Mother Goose 2019: Leg 3: Day 4: Big John Bay to Petersburg

Today’s route was supposed to take us through Rocky Pass to an anchorage called Red Bay.  After hearing reports that Rocky Pass had become much more socked in with kelp than it was a few years ago when we took the fleet through, Brodie and Jordan took the dinghy down to the narrowest section of the pass from Big John Bay to check it out. They came back with the report that we did not want to mess with the pass.  Rocky Pass is one of the most challenging areas to navigate in SE Alaska on a good day; and instead, it was windy, rainy, foggy and full of kelp.  We chose to cruise back into Frederick Sound and around to the eastern side of Kupreanof Island and the town of Petersburg.

We left early at a negative two tide which revealed the reefs and rocks that had been hidden by the high tide.  The nearly full moon is responsible for these extreme tides that we’ve been seeing.  Harbor seals nursed their pups on the rocks, sea otters floated on their backs in the kelp, and Bald eagles flew overhead.

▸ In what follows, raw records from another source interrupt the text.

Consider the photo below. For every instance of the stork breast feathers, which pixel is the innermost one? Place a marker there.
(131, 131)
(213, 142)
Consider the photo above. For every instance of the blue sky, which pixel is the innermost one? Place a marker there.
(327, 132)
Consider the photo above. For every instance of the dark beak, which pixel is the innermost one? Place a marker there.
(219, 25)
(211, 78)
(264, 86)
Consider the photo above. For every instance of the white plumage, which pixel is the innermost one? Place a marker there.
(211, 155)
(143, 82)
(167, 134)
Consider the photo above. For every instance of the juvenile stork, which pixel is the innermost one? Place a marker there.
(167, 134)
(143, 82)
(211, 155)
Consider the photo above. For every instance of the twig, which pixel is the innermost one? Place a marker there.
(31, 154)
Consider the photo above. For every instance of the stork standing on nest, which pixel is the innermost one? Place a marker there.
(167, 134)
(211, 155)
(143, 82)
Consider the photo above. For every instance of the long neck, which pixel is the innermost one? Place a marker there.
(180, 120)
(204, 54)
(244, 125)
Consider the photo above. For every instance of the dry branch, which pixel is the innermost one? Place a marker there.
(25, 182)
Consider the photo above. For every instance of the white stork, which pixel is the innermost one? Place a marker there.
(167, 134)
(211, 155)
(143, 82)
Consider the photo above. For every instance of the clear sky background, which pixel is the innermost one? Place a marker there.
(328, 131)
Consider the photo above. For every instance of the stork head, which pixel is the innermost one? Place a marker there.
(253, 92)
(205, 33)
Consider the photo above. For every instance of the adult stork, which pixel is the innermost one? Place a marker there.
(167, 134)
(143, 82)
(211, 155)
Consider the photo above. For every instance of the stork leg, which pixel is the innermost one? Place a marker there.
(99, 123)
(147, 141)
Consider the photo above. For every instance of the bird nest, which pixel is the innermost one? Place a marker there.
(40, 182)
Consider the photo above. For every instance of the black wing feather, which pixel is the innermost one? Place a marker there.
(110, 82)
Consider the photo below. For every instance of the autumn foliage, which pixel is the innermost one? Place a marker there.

As we cruised, we passed multiple groups of humpback whales feeding along the shoreline.  Frederick Sound is home to the Five Fingers Lighthouse which has been turned into a humpback whale research station.  There, scientists study whale vocalizations and behaviors.  The area is one of the places that humpback whales are often seen cooperatively feeding using learned techniques like bubble net feeding.

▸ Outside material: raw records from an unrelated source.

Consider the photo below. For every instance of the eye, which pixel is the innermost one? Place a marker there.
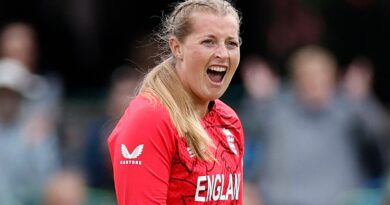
(208, 42)
(232, 44)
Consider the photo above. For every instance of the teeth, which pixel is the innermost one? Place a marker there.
(217, 68)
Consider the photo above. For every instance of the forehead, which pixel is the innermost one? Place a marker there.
(205, 23)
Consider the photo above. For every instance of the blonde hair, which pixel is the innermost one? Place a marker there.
(163, 82)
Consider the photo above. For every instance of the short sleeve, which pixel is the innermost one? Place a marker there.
(142, 146)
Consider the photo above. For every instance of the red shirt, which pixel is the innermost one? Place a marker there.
(152, 164)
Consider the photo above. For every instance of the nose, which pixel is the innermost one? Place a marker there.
(222, 52)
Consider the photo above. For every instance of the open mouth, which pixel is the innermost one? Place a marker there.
(216, 73)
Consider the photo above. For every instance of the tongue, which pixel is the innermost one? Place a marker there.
(215, 76)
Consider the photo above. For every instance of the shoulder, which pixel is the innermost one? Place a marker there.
(145, 117)
(225, 110)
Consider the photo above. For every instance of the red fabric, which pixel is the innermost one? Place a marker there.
(153, 165)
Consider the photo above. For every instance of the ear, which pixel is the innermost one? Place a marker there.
(175, 47)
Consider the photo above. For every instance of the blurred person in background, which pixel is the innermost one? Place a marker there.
(261, 86)
(357, 88)
(18, 40)
(66, 187)
(310, 136)
(27, 157)
(123, 84)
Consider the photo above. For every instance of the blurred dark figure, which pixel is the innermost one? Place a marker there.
(357, 84)
(67, 187)
(18, 40)
(311, 136)
(124, 81)
(27, 155)
(261, 87)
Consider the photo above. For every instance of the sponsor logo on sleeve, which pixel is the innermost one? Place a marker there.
(131, 158)
(230, 140)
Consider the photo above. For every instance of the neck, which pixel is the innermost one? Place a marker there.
(201, 108)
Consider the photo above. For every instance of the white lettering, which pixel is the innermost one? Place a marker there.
(200, 188)
(210, 187)
(237, 186)
(230, 188)
(215, 188)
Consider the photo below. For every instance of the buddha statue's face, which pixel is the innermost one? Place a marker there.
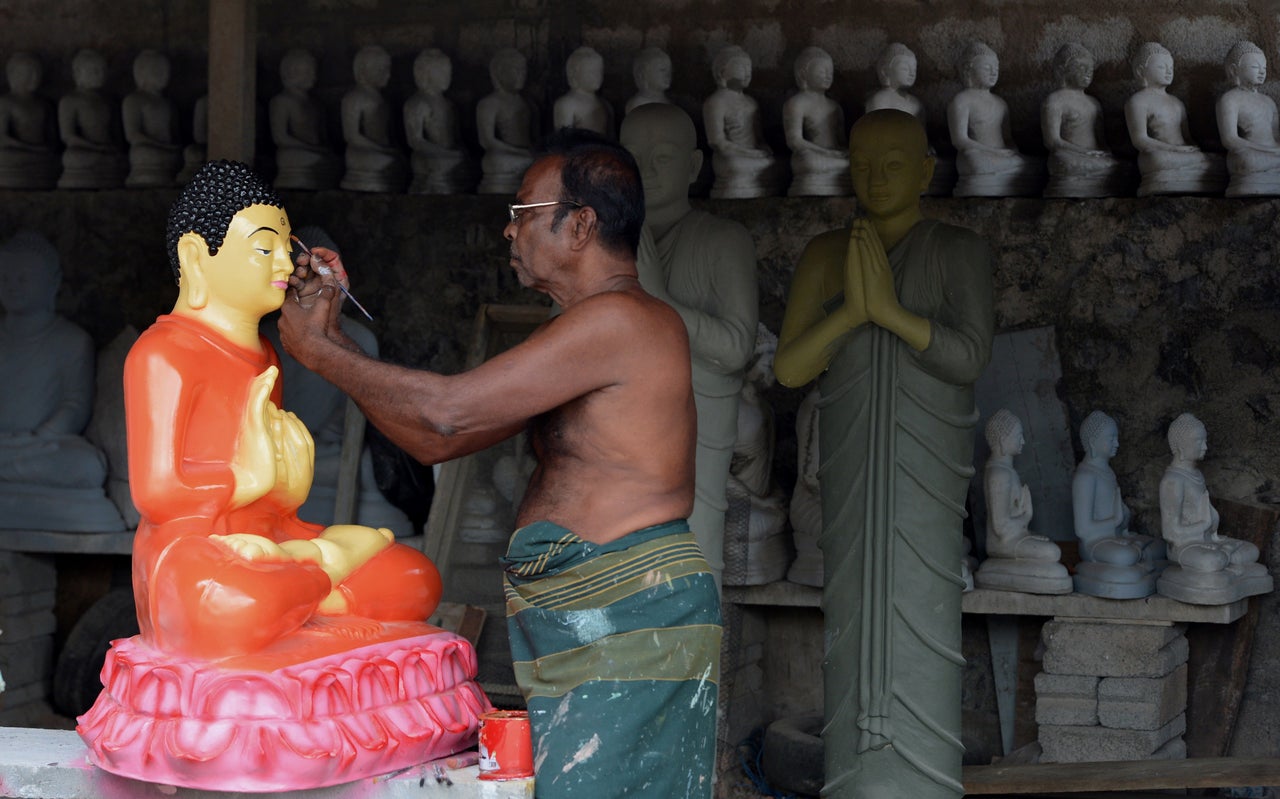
(1251, 71)
(252, 266)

As we cruised down the sound the clouds lifted and we were able to see the coastal mountains on the mainland side still covered in snow.  We could even see a few alpine glaciers among the peaks.  Even from this distance we could see the deep fissures and crevasses running through the ice as well as the deep blue of the densely packed ice crystals.

In Petersburg, our crews enjoyed walking around town, window shopping and picking up forgotten items at the grocery store.  Petersburg is a small cannery town with Norwegian heritage.  The town came about because of it’s proximity to the Le Conte Glacier and the ease of which they could get ice to pack the fish.